Entertainment planing tip: two Somali pirate movies in one month is quite enough. Back around the beginning of November we watched Tom Hanks do his stuff in Captain Phillips; last night we took in (I shouldn't say "endured") Tobias Lindholm's Danish Kapringen, A Hijacking, which tells (of course) tells the story in a much different way. It was exhausting, but time well spent. I wouldn't say that it's a better movie in the sense of "things that move," movable parts, all that stuff: in Captain Phillips, Paul Greengrass directed about the best overall action film I've ever seen--really. But I'd say that Lindholm's is perhaps a better "movie" in the sense of storytelling and high drama. The focus here--you probably know this--is on the negotiations for the hostage release. We never even see the boarding.  Rotten Tomatoes reports that critics loved it all the way to 95 %; interestingly, audiences were more lukewarm, weighing in at only 77 percent.  My guess is that they might have been confused; they may have gone to A Hijacking expecting Tom Hanks and he was nowhere to be seen.

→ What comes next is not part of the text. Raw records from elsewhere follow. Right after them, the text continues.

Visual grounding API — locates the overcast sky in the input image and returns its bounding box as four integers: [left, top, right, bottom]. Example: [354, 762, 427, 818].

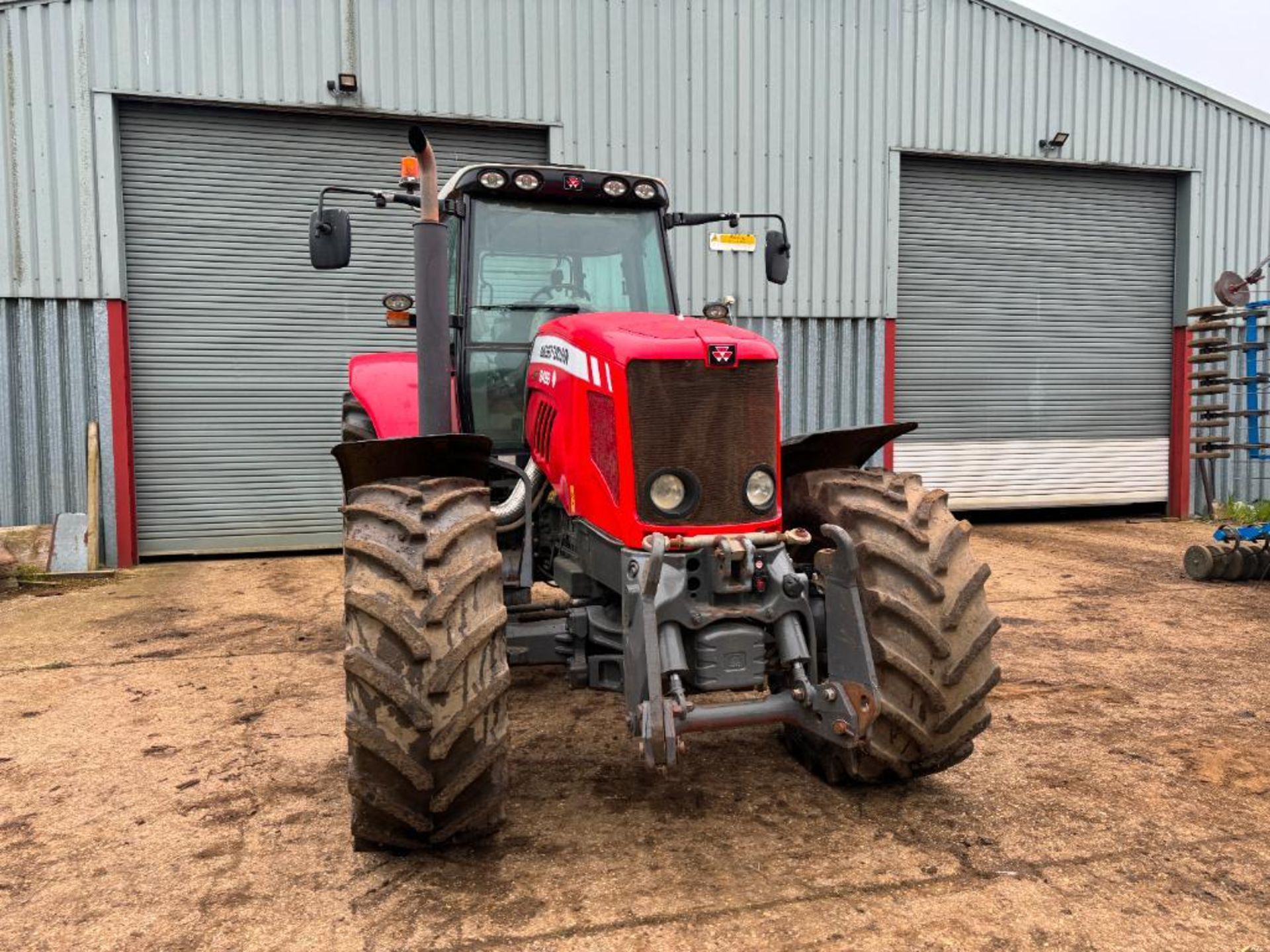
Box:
[1019, 0, 1270, 112]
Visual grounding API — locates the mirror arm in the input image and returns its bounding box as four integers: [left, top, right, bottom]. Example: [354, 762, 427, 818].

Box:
[318, 185, 419, 235]
[665, 212, 790, 254]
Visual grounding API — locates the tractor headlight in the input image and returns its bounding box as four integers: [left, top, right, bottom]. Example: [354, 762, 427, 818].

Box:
[512, 171, 542, 192]
[648, 472, 690, 516]
[745, 466, 776, 513]
[476, 169, 507, 188]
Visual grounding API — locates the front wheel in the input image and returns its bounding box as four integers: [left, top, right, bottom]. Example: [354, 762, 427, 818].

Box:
[785, 469, 1001, 783]
[344, 477, 511, 849]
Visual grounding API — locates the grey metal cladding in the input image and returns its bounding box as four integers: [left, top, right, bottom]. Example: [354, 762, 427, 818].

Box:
[896, 156, 1175, 442]
[120, 103, 546, 555]
[0, 298, 114, 560]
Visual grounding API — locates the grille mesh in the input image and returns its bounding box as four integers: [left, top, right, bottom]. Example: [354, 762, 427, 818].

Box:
[626, 360, 779, 526]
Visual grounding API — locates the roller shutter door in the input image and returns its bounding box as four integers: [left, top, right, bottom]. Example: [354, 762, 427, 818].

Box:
[119, 103, 548, 556]
[896, 157, 1176, 509]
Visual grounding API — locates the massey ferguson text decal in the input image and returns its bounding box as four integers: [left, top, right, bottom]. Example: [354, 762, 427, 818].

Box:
[530, 334, 613, 392]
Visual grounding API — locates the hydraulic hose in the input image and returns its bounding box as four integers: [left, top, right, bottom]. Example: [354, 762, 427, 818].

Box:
[493, 459, 546, 532]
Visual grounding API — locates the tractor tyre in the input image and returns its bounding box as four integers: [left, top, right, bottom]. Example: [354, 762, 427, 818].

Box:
[343, 477, 511, 850]
[784, 469, 1001, 785]
[339, 389, 374, 443]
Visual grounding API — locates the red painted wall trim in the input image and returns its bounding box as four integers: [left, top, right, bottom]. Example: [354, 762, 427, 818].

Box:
[105, 301, 137, 569]
[881, 317, 896, 469]
[1168, 327, 1190, 519]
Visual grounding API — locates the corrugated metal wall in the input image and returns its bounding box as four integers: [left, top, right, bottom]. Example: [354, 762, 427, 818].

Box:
[0, 298, 114, 563]
[737, 317, 885, 434]
[0, 0, 1270, 508]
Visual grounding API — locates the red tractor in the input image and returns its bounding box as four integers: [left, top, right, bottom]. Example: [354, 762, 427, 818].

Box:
[310, 128, 999, 849]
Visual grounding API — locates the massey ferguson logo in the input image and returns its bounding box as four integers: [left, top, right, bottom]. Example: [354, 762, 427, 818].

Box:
[708, 344, 737, 367]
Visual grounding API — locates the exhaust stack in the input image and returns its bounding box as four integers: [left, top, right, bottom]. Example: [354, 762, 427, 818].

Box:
[410, 126, 453, 436]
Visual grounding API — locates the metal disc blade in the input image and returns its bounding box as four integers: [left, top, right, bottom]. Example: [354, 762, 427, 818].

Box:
[1213, 272, 1248, 307]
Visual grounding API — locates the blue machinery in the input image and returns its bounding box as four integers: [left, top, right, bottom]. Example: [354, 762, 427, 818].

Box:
[1183, 262, 1270, 581]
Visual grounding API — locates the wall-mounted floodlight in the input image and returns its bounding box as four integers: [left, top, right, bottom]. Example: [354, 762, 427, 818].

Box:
[1040, 132, 1071, 152]
[326, 72, 357, 97]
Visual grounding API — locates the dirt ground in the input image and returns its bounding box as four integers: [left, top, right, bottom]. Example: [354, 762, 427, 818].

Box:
[0, 519, 1270, 952]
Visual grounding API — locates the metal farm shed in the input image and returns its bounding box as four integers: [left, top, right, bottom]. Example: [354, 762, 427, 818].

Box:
[0, 0, 1270, 563]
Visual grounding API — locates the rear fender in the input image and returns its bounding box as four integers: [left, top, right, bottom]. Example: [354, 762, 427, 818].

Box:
[330, 433, 493, 494]
[348, 350, 458, 439]
[781, 422, 917, 483]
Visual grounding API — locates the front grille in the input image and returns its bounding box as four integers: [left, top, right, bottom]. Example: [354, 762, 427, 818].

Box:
[626, 360, 779, 526]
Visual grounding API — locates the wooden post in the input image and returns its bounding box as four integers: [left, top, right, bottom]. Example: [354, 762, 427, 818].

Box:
[87, 420, 102, 573]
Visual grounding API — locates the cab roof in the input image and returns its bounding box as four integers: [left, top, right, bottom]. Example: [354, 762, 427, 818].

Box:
[441, 163, 671, 210]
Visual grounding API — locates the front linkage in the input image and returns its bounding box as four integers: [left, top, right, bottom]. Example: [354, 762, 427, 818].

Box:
[622, 526, 878, 767]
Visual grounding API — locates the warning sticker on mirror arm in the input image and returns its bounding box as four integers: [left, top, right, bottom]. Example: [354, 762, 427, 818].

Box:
[710, 231, 758, 251]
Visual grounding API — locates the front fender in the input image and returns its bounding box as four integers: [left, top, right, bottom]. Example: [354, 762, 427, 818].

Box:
[348, 353, 419, 439]
[348, 350, 458, 439]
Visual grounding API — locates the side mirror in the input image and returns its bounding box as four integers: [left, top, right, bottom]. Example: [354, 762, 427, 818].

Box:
[763, 231, 790, 284]
[309, 208, 353, 270]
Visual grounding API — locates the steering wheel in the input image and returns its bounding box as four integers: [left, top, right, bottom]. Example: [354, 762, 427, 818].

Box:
[530, 284, 591, 303]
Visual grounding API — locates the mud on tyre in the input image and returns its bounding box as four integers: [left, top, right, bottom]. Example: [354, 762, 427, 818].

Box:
[344, 477, 511, 849]
[785, 469, 1001, 783]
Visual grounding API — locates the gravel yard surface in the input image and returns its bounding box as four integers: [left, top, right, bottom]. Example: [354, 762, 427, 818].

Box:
[0, 519, 1270, 952]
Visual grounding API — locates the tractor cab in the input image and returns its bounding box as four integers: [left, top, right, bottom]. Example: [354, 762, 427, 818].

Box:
[441, 165, 678, 450]
[310, 159, 790, 452]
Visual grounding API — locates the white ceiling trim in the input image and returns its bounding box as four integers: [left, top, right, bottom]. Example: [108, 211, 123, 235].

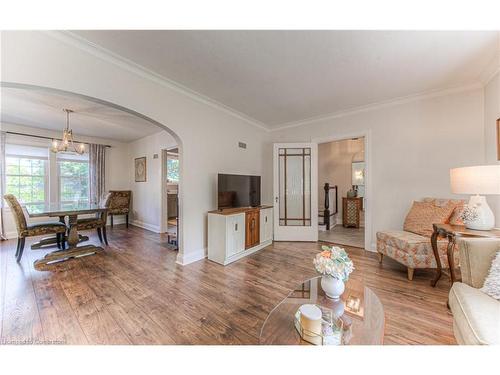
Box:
[479, 50, 500, 86]
[271, 82, 483, 132]
[45, 31, 270, 132]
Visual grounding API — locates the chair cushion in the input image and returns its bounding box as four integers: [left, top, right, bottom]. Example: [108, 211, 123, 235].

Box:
[76, 217, 104, 230]
[448, 283, 500, 345]
[403, 201, 456, 237]
[108, 207, 129, 215]
[377, 230, 458, 268]
[423, 198, 466, 225]
[19, 221, 66, 237]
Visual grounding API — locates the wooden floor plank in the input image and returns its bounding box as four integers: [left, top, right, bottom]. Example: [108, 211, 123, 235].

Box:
[2, 241, 45, 343]
[24, 251, 88, 345]
[0, 225, 455, 344]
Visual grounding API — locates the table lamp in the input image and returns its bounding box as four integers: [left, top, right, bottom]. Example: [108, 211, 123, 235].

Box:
[450, 165, 500, 230]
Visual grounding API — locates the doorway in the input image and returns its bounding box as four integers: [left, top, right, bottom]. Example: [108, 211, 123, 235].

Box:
[318, 136, 366, 249]
[161, 147, 180, 250]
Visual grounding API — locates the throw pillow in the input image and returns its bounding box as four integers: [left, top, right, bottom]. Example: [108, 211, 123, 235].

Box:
[480, 251, 500, 301]
[403, 202, 456, 237]
[423, 198, 465, 225]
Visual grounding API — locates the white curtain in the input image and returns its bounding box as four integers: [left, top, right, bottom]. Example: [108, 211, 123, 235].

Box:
[0, 131, 7, 240]
[89, 144, 106, 204]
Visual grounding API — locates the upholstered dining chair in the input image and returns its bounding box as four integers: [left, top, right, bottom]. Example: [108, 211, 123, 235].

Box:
[108, 190, 132, 228]
[4, 194, 66, 262]
[76, 194, 111, 246]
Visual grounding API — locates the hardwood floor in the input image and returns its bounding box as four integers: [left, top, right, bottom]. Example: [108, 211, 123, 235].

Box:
[0, 225, 455, 344]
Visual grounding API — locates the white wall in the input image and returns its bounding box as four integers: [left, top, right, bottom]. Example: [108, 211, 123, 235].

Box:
[128, 131, 177, 232]
[484, 73, 500, 223]
[318, 138, 364, 224]
[272, 88, 485, 250]
[0, 123, 129, 238]
[1, 31, 272, 264]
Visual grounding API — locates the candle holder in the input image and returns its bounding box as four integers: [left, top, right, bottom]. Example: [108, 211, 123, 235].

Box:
[294, 305, 345, 345]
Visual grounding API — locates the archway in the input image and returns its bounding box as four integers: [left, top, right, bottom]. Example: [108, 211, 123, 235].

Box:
[0, 82, 184, 254]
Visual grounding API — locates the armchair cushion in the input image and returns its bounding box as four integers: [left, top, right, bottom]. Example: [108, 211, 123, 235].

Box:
[403, 202, 456, 237]
[76, 217, 106, 230]
[108, 190, 131, 215]
[423, 198, 465, 225]
[480, 251, 500, 302]
[19, 221, 66, 237]
[377, 230, 458, 268]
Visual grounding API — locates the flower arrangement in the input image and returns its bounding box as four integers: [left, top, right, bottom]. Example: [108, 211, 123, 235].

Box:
[460, 205, 479, 223]
[313, 246, 354, 282]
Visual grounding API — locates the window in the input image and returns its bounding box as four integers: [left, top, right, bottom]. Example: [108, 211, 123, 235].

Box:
[5, 145, 48, 212]
[57, 154, 90, 212]
[167, 158, 179, 183]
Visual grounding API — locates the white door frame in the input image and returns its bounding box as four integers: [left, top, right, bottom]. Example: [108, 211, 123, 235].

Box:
[160, 148, 168, 233]
[273, 142, 318, 242]
[311, 129, 375, 251]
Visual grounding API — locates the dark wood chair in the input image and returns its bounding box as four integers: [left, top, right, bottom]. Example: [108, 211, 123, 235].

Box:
[76, 194, 111, 246]
[108, 190, 132, 228]
[4, 194, 67, 262]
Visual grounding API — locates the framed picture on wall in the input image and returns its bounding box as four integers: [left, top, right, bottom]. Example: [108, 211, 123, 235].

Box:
[135, 156, 146, 182]
[497, 118, 500, 160]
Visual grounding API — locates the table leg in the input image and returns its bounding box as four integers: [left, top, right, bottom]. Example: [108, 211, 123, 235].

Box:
[431, 227, 443, 287]
[34, 215, 104, 271]
[446, 235, 456, 284]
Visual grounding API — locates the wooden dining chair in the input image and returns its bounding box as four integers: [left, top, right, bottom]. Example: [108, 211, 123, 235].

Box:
[4, 194, 66, 262]
[108, 190, 132, 228]
[76, 194, 111, 246]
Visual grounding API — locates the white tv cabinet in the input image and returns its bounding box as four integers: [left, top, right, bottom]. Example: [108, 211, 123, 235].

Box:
[208, 206, 273, 265]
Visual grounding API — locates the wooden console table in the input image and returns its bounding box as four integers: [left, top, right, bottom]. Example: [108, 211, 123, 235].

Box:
[431, 224, 500, 287]
[342, 197, 363, 228]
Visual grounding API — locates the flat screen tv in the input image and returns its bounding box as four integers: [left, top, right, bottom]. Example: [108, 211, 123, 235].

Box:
[217, 173, 260, 210]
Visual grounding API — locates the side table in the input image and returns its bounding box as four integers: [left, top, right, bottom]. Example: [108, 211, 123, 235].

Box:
[431, 224, 500, 287]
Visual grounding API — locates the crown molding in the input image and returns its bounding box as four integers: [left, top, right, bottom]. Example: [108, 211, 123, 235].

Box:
[479, 53, 500, 86]
[271, 82, 483, 132]
[43, 30, 270, 132]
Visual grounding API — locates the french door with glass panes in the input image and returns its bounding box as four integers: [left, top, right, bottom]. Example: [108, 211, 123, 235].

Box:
[273, 143, 318, 241]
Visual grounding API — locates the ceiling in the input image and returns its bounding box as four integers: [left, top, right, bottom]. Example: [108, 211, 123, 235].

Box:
[73, 30, 498, 128]
[1, 87, 161, 142]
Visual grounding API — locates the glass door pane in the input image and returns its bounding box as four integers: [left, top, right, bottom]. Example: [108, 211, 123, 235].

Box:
[278, 148, 311, 227]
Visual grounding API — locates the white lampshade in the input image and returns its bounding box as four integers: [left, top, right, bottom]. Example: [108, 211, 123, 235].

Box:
[450, 165, 500, 195]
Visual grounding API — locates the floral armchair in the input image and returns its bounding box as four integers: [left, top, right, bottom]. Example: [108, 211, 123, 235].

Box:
[377, 198, 465, 281]
[107, 190, 132, 228]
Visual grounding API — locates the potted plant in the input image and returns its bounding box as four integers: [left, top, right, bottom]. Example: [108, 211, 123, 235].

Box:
[313, 246, 354, 299]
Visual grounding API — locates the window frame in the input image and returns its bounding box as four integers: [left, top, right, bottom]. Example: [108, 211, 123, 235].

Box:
[55, 155, 90, 206]
[5, 154, 50, 212]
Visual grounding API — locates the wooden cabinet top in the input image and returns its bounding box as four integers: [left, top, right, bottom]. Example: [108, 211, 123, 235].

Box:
[208, 205, 273, 215]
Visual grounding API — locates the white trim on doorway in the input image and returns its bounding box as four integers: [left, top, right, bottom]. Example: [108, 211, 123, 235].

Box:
[311, 129, 376, 251]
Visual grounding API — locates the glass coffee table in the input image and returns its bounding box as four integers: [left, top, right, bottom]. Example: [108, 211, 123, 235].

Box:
[259, 276, 385, 345]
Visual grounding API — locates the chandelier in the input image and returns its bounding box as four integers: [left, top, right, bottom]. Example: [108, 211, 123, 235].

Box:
[50, 109, 85, 155]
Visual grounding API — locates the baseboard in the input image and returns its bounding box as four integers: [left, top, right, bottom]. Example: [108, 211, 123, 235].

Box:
[5, 231, 17, 240]
[175, 248, 207, 266]
[106, 215, 127, 226]
[130, 220, 160, 233]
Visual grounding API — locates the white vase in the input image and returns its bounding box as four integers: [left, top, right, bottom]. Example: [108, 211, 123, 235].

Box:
[464, 195, 495, 230]
[321, 275, 345, 299]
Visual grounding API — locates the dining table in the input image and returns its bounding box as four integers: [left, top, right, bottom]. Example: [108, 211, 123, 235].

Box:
[26, 202, 107, 271]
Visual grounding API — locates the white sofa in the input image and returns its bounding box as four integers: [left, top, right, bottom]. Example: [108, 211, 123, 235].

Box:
[448, 238, 500, 345]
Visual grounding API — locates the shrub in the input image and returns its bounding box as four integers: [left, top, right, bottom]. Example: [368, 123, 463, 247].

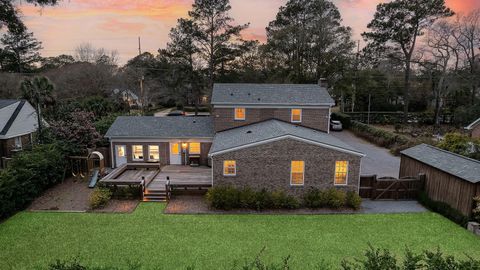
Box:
[325, 188, 346, 208]
[88, 188, 112, 209]
[345, 191, 362, 210]
[331, 112, 351, 128]
[419, 192, 468, 227]
[0, 143, 66, 220]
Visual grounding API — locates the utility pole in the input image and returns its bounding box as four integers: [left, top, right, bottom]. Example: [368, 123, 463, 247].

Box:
[138, 37, 142, 55]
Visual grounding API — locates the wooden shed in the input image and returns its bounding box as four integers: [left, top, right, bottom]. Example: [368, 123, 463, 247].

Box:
[400, 144, 480, 216]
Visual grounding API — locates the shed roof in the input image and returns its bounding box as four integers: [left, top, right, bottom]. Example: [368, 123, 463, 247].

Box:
[105, 116, 214, 138]
[211, 83, 335, 106]
[210, 120, 364, 156]
[401, 144, 480, 183]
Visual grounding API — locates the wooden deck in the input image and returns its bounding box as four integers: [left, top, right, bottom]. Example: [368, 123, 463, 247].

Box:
[147, 165, 212, 190]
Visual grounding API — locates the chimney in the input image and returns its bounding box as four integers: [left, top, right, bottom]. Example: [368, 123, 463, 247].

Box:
[318, 78, 328, 88]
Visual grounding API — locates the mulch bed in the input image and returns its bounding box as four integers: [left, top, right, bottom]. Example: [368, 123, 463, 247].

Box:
[27, 178, 139, 213]
[164, 195, 359, 215]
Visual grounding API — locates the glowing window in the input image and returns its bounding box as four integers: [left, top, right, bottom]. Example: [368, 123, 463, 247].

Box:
[132, 145, 143, 160]
[334, 161, 348, 185]
[170, 143, 180, 155]
[117, 145, 125, 157]
[223, 160, 237, 176]
[189, 143, 200, 155]
[292, 109, 302, 123]
[290, 160, 305, 185]
[235, 108, 245, 120]
[148, 145, 160, 161]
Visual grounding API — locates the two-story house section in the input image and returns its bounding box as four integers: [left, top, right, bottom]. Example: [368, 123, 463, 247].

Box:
[212, 83, 335, 133]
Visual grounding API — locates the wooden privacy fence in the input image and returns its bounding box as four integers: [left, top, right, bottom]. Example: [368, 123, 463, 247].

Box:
[360, 175, 425, 200]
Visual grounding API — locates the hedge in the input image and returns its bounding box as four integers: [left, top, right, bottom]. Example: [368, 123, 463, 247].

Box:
[206, 186, 362, 211]
[0, 144, 66, 220]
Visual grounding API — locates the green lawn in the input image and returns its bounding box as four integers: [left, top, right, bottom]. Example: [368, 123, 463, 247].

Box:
[0, 203, 480, 269]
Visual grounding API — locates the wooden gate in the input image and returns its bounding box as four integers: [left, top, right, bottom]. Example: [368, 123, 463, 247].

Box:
[360, 175, 425, 200]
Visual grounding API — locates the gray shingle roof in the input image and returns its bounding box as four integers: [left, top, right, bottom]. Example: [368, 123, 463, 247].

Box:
[210, 120, 363, 156]
[105, 116, 214, 139]
[0, 99, 20, 109]
[401, 144, 480, 183]
[211, 83, 335, 106]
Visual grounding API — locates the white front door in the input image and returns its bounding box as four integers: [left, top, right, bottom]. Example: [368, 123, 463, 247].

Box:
[115, 145, 127, 167]
[170, 143, 182, 165]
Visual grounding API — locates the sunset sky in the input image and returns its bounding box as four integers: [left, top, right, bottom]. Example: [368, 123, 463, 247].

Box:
[21, 0, 480, 63]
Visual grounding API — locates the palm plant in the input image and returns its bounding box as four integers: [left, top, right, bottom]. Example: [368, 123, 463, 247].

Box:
[20, 76, 55, 142]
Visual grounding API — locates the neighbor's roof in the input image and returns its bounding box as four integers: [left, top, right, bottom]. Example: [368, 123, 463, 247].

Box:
[465, 118, 480, 130]
[211, 83, 335, 106]
[0, 99, 37, 139]
[210, 119, 364, 156]
[401, 144, 480, 183]
[105, 116, 214, 139]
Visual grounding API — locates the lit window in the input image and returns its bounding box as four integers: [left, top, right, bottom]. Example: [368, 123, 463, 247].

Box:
[223, 160, 237, 176]
[170, 143, 180, 155]
[189, 143, 200, 155]
[132, 145, 143, 160]
[117, 145, 125, 157]
[148, 145, 160, 161]
[290, 161, 305, 185]
[235, 108, 245, 120]
[335, 161, 348, 185]
[292, 109, 302, 123]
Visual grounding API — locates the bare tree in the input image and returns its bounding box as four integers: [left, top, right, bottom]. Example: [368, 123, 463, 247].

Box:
[453, 9, 480, 105]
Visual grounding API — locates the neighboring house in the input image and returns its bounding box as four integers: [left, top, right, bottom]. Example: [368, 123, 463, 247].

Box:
[113, 88, 142, 107]
[105, 116, 214, 167]
[400, 144, 480, 216]
[0, 99, 37, 167]
[106, 84, 364, 195]
[465, 118, 480, 139]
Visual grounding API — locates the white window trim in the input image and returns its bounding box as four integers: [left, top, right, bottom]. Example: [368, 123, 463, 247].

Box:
[148, 145, 160, 161]
[333, 160, 350, 187]
[290, 108, 303, 123]
[290, 160, 305, 187]
[132, 144, 145, 161]
[223, 160, 237, 177]
[233, 107, 247, 121]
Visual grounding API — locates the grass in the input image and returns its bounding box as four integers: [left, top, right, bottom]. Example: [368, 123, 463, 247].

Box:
[0, 203, 480, 269]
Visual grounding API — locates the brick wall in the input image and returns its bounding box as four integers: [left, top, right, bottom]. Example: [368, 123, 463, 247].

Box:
[112, 142, 212, 166]
[213, 108, 329, 132]
[212, 139, 360, 196]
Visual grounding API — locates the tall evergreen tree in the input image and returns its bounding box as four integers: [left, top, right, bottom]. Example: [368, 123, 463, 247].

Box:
[267, 0, 354, 82]
[0, 25, 42, 73]
[188, 0, 248, 88]
[362, 0, 454, 121]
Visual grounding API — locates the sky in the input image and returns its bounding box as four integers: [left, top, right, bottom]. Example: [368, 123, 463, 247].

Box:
[20, 0, 480, 64]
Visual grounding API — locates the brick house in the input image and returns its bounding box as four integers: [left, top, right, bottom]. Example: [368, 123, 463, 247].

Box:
[465, 118, 480, 139]
[106, 84, 364, 195]
[0, 99, 37, 168]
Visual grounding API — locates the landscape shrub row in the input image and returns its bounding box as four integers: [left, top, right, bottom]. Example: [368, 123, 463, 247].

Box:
[350, 121, 412, 154]
[206, 186, 361, 211]
[418, 192, 469, 227]
[47, 245, 480, 270]
[0, 143, 66, 220]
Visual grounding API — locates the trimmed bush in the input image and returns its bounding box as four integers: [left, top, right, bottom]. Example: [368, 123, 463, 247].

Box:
[0, 144, 66, 220]
[418, 192, 468, 227]
[88, 188, 112, 209]
[206, 186, 300, 211]
[345, 191, 362, 210]
[331, 112, 351, 128]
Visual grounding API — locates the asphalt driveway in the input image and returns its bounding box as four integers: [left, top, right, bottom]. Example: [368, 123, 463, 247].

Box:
[330, 130, 400, 177]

There's a superb general summary/review here (of all places) which I won't try to duplicate, but I do want to follow up one one issue--specifically, the treatment of the corporate boss back in the boardroom. At least one leading right-wing crazy site has said it is a subtle and insidious piece of leftist anti-corporate propaganda--made more mischievous, I suppose, by the absence of Navy Seals. But that is precisely what it is not. The leading grey-suit negotiator makes at least one horrifically wrong decision and some other questionable judgments.  But in this respect he is not all that different from his counterpart on the boat. He still comes across as a serious guy who understands that running his company does not cancel his responsibilities to his crewmen, both as employees but also as human beings.

I suppose you might sort this out as "Hollywood" versus "independent," but I'm more inclined to go with "US" v "Danish." I've had a bit of exposure to Danes: in my caricature I find them as highly entrepreneurial, serious about business but with some sense of themselves as parts of a functioning society. I don't mean to suggest they have better DNA than the rest of us: I'm more incline to ascribe it to us v them as in "small country" v "the world." You get a sense of "we're all in this together," coupled with a knack for cooperation (now that is the mystery ingredient) as they gear up to face the world.

So I'm tempted to full back on my own favorite bit of historical reconstruction: that it goes back to Viking longboats, collaborative enterprises where, in the words of the immortal Milo Minderbinder, everybody gets a share. Of course these were the same guys who used to kidnap their neighbors and sell them as slaves to chop cotton in Iran.